East of Levis, the Trans-Canada highway hugs the south bank of the Saint Lawrence River to a junction just south of Rivière-du-Loup, 173 km northeast of Levis. At that junction, the highway turns east for 121 km to Edmundston. Through the highway's entire course through New Brunswick, it is designated as Highway 2.

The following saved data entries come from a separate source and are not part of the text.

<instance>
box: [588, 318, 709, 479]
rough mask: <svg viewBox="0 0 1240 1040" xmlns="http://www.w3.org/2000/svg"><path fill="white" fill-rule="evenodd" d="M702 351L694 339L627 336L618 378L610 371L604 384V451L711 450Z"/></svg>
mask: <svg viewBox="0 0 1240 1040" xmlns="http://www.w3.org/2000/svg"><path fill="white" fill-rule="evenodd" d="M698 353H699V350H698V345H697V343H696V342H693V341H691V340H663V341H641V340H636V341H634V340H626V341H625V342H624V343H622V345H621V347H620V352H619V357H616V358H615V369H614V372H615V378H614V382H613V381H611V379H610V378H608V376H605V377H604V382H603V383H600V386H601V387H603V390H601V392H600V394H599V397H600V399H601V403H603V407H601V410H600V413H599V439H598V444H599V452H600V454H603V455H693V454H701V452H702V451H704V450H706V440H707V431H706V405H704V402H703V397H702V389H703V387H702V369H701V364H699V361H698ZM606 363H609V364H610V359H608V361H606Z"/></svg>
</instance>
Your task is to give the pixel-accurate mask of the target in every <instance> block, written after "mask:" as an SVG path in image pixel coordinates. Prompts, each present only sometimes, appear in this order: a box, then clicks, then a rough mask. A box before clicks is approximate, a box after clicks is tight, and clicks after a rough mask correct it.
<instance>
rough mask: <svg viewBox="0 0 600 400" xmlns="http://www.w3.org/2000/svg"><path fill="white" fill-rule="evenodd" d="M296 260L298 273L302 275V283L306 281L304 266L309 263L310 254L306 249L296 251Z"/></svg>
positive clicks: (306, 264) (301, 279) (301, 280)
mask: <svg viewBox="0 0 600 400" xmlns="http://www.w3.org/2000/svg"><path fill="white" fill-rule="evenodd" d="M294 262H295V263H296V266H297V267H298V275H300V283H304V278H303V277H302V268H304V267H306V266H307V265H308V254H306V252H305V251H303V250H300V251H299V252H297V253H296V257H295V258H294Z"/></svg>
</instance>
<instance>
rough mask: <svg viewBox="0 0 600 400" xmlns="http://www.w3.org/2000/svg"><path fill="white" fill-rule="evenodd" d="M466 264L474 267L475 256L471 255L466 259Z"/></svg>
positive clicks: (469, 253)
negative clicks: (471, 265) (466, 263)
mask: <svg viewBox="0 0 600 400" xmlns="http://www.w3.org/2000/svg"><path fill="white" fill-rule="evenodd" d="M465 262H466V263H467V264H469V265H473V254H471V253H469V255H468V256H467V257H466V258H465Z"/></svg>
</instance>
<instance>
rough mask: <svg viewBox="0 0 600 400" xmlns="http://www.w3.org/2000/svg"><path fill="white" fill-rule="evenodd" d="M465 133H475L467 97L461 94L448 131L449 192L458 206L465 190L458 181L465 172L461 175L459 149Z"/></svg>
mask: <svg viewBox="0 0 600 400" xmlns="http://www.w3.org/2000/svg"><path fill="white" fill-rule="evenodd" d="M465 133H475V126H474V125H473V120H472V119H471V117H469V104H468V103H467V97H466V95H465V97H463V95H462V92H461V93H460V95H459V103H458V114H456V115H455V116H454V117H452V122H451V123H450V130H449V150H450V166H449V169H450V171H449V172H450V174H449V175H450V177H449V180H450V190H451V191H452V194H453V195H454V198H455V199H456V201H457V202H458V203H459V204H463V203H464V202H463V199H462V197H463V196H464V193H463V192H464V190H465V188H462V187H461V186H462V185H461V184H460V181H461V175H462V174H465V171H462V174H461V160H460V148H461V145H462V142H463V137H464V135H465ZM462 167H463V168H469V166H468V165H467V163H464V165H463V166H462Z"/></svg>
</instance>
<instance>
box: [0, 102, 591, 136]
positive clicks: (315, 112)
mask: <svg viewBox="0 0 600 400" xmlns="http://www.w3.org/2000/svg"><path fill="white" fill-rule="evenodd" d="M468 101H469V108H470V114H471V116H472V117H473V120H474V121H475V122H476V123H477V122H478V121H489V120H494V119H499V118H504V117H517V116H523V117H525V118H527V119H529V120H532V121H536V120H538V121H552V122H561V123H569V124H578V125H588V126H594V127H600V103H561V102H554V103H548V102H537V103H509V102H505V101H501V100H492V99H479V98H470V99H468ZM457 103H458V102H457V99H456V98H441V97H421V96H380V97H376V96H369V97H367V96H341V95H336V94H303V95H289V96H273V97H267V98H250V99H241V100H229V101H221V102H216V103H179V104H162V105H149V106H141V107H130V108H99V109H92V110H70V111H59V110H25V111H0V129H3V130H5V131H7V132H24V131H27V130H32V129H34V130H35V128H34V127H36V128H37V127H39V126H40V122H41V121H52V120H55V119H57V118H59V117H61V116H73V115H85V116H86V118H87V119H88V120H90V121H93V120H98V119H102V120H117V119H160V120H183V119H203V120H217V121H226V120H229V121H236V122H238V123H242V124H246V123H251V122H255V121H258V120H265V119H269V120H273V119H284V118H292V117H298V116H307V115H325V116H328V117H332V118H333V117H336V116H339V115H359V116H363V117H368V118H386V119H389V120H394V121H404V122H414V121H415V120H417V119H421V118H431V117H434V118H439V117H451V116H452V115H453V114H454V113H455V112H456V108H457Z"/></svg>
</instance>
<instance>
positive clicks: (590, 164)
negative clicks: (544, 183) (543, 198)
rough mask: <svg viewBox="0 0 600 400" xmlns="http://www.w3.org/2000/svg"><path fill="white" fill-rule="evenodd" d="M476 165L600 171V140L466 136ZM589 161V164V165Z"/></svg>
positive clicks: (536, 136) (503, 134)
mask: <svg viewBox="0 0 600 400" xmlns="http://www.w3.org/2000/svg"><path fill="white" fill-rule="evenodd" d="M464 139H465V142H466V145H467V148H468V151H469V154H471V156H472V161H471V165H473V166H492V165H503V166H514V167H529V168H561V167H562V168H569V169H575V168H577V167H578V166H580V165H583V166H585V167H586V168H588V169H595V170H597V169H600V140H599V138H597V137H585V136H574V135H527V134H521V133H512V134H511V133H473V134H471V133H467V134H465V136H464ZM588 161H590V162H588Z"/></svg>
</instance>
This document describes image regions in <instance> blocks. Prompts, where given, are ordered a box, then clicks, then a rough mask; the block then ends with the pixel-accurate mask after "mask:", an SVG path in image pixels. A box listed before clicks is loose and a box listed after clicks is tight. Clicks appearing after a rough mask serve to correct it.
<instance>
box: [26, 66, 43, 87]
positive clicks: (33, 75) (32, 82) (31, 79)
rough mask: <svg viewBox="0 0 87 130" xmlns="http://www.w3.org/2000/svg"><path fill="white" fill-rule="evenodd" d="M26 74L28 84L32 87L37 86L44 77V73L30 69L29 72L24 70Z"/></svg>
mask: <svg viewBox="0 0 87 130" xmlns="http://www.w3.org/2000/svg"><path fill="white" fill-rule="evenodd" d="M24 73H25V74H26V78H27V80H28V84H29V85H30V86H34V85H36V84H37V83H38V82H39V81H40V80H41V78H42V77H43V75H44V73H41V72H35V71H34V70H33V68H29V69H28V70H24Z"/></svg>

East of Edmundston, the highway hugs the American border for 170 km to Woodstock, then turns east for 102 km to pass through Fredericton and Moncton another 177 km later. The highway goes east another 54 km to a junction near Sackville, where a loop into Prince Edward Island, designated as Highway 16, splits off. The 175 km-long loop through P.E.I. enters the province over the Confederation Bridge, passes through Charlottetown, and ends at Wood Island, where a 26 km-long ferry route continues the loop to Pictou. From the dock at Pictou, the highway continues another 19 km to a junction with the direct Trans-Canada Highway route at New Glasgow.

From Sackville, the main Trans-Canada Highway route goes east into Nova Scotia, gaining the designation of Highway 104 on entry into the province. The highway then passes by Truro, 117 km east of Sackville. The highway then goes east for 57 km to New Glasgow, and then northeast for another 112 km to a bridge across the Strait of Canso onto Cape Breton Island near Port Hawkesbury. The Trans-Canada Highway is designated as Highway 105 on Cape Breton Island. From the Strait of Canso bridge, the highway goes 144 km northeast, reaching a ferry dock just north of Sydney.

From Sydney a 177 km-long ferry route continues the highway to Channel-Port aux Basques on Newfoundland, where the highway goes northeast for 219 km through Corner Brook, and east for another 352 km through Gander and finally ends at St. John's, another 334 km southeast.